Phenotypic Variation during Biofilm Formation: Implications for Anti-Biofilm Therapeutic Design

Abstract

Various bacterial species cycle between growth phases and biofilm formation, of which the latter facilitates persistence in inhospitable environments. These phases can be generally characterized by one or more cellular phenotype(s), each with distinct virulence factor functionality. In addition, a variety of phenotypes can often be observed within the phases themselves, which can be dependent on host conditions or the presence of nutrient and oxygen gradients within the biofilm itself (i.e., microenvironments). Currently, most anti-biofilm strategies have targeted a single phenotype; this approach has driven effective, yet incomplete, protection due to the lack of consideration of gene expression dynamics throughout the bacteria’s pathogenesis. As such, this article provides an overview of the distinct phenotypes found within each biofilm development phase and demonstrates the unique anti-biofilm solutions each phase offers. However, we conclude that a combinatorial approach must be taken to provide complete protection against biofilm forming bacterial and their resulting diseases.
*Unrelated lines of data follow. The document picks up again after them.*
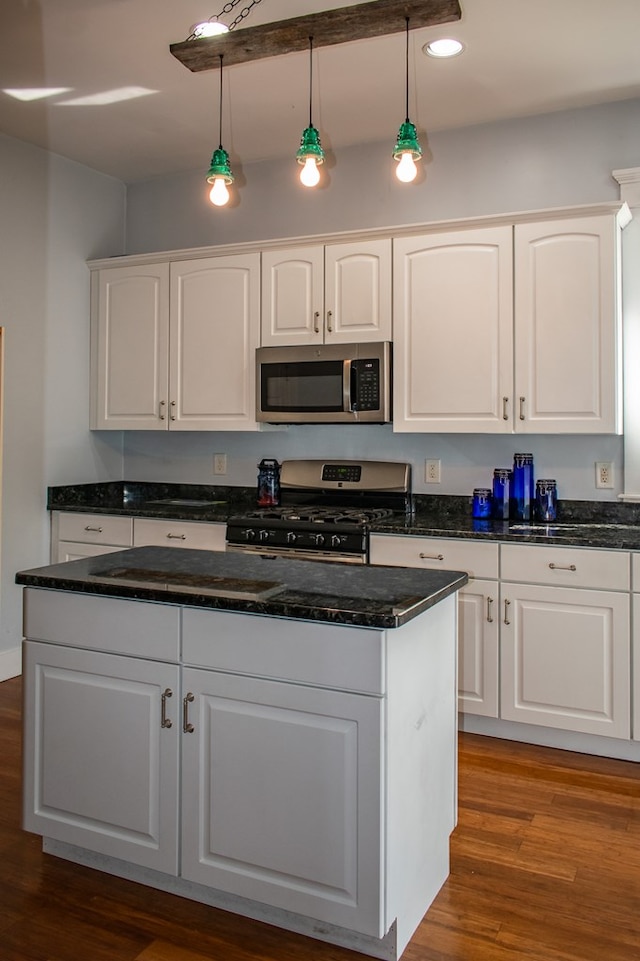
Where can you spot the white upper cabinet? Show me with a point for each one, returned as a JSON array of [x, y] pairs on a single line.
[[338, 293], [567, 342], [504, 329], [173, 345], [453, 331]]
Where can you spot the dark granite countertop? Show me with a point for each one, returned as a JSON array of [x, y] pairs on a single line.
[[351, 594], [603, 524]]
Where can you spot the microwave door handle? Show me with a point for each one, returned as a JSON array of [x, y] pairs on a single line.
[[346, 385]]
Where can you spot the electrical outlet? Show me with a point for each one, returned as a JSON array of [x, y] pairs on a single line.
[[604, 475], [432, 471]]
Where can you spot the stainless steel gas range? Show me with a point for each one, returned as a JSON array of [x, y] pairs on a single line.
[[326, 510]]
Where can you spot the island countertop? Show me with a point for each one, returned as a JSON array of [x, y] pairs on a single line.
[[351, 594]]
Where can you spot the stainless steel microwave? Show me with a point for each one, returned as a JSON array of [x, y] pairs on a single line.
[[324, 384]]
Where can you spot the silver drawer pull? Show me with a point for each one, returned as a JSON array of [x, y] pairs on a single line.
[[187, 727], [164, 720]]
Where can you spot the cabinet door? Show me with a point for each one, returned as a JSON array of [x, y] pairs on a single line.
[[129, 348], [565, 658], [282, 797], [100, 770], [478, 623], [567, 340], [357, 298], [453, 331], [292, 296], [215, 323]]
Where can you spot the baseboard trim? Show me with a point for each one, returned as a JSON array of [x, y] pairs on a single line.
[[10, 663]]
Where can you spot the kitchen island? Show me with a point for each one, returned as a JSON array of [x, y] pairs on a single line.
[[274, 737]]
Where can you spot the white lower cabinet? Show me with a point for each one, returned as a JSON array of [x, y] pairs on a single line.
[[478, 623], [283, 798], [100, 770], [565, 650]]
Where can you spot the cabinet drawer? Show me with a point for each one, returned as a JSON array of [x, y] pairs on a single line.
[[93, 529], [347, 658], [109, 624], [159, 533], [437, 553], [565, 566]]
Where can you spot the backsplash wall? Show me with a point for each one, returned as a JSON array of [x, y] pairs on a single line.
[[467, 459]]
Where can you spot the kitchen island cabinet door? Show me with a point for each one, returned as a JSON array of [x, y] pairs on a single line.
[[214, 331], [453, 331], [282, 797], [101, 771], [568, 326], [130, 347], [565, 658]]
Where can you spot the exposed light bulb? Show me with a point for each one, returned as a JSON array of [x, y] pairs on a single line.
[[310, 175], [406, 170], [219, 195]]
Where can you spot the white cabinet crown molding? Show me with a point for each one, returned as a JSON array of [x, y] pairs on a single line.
[[398, 230]]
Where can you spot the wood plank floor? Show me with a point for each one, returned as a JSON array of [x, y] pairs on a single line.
[[545, 867]]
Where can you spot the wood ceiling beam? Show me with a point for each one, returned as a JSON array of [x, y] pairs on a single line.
[[343, 25]]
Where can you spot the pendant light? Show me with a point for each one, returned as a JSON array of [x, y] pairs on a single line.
[[220, 172], [310, 153], [407, 149]]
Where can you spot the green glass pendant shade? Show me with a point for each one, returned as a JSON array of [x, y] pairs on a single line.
[[220, 166], [407, 141], [310, 146]]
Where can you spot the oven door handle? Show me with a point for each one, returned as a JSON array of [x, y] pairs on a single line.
[[348, 375]]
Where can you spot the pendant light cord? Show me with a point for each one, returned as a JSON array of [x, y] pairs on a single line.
[[407, 73], [310, 78], [221, 56]]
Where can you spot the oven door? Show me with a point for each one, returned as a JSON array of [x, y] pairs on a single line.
[[300, 555]]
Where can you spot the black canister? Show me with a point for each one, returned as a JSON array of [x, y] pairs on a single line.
[[268, 483], [546, 500]]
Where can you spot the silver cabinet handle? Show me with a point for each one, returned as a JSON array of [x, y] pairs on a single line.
[[187, 727], [164, 720]]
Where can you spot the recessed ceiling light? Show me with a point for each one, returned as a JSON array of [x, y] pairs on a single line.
[[210, 28], [35, 93], [447, 47]]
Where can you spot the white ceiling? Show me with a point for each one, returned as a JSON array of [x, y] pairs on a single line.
[[522, 57]]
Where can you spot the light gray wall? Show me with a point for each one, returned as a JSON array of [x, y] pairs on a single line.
[[55, 216], [546, 161]]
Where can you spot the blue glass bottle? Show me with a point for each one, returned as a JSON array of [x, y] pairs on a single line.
[[522, 494], [501, 493]]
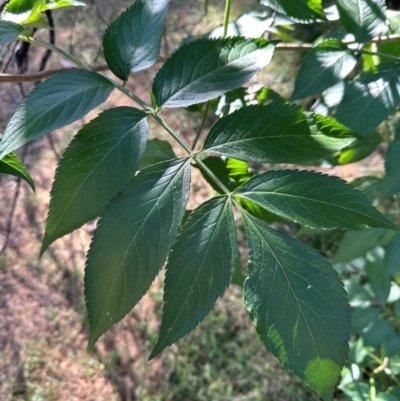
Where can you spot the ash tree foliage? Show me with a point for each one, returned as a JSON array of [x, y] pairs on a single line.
[[140, 189]]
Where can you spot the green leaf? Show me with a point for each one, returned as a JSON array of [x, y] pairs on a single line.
[[230, 172], [363, 18], [277, 133], [20, 6], [9, 31], [392, 258], [206, 68], [391, 182], [57, 101], [353, 244], [133, 239], [358, 150], [377, 276], [322, 67], [132, 42], [99, 161], [299, 10], [370, 99], [156, 151], [298, 305], [199, 269], [10, 164], [313, 199]]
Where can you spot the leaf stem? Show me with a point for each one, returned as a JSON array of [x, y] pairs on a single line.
[[173, 133], [203, 121], [379, 54], [226, 16], [204, 167], [57, 50]]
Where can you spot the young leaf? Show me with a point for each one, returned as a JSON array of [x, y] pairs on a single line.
[[20, 6], [206, 68], [363, 18], [199, 269], [313, 199], [132, 242], [9, 31], [322, 67], [391, 182], [230, 172], [98, 163], [57, 101], [370, 99], [277, 133], [10, 164], [132, 42], [299, 10], [298, 305], [156, 151]]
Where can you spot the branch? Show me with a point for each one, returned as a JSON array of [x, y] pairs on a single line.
[[19, 78]]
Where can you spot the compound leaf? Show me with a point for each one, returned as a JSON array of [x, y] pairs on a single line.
[[313, 199], [363, 18], [230, 172], [299, 10], [9, 31], [199, 269], [277, 133], [132, 242], [10, 164], [391, 182], [57, 101], [132, 42], [98, 163], [324, 66], [370, 99], [206, 68], [298, 305], [156, 151]]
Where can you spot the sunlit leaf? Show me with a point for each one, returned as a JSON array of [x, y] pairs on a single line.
[[132, 42], [132, 242], [97, 164], [199, 269], [206, 68], [57, 101], [298, 306]]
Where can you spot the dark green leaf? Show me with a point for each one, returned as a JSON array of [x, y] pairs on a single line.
[[353, 244], [57, 101], [358, 150], [199, 269], [298, 305], [392, 258], [322, 67], [132, 242], [206, 68], [98, 163], [370, 99], [378, 277], [10, 164], [20, 6], [299, 10], [9, 31], [363, 18], [230, 172], [313, 199], [391, 182], [364, 318], [156, 151], [132, 42], [277, 133]]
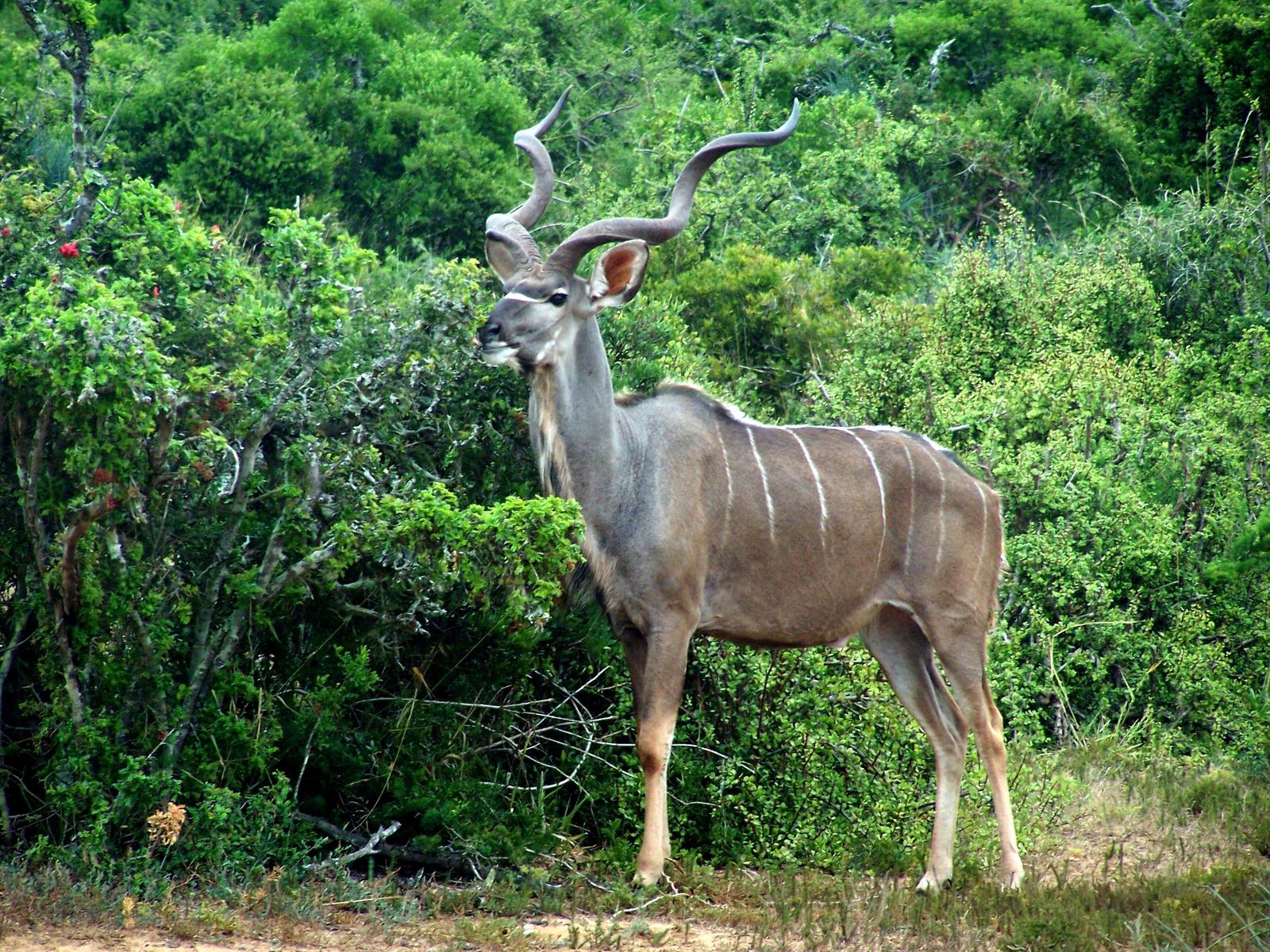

Keywords: anti-adhesion; anti-biofilm strategies; bacterial biofilms; bacterial phenotypes; commensal bacteria; dispersion.

Figure 1

Biofilm formation and therapeutic targets. Schematic drawing of three generalized phases of biofilm formation: bacterial adhesion, biofilm maturation, and dispersion. Characteristics for each phase that represent therapeutic targets or provide opportunities for anti-biofilm strategies are highlighted.

Figure 2

Targeting quorum sensing. Schematic of QS in bacteria as well as methods to block this signaling mechanism. AHL dependent QS within biofilms (left) can be blocked using competitive QS inhibition that outcompete AHL for AHL receptors (middle) or quorum quenching enzymes that inactivate AHL signals (right).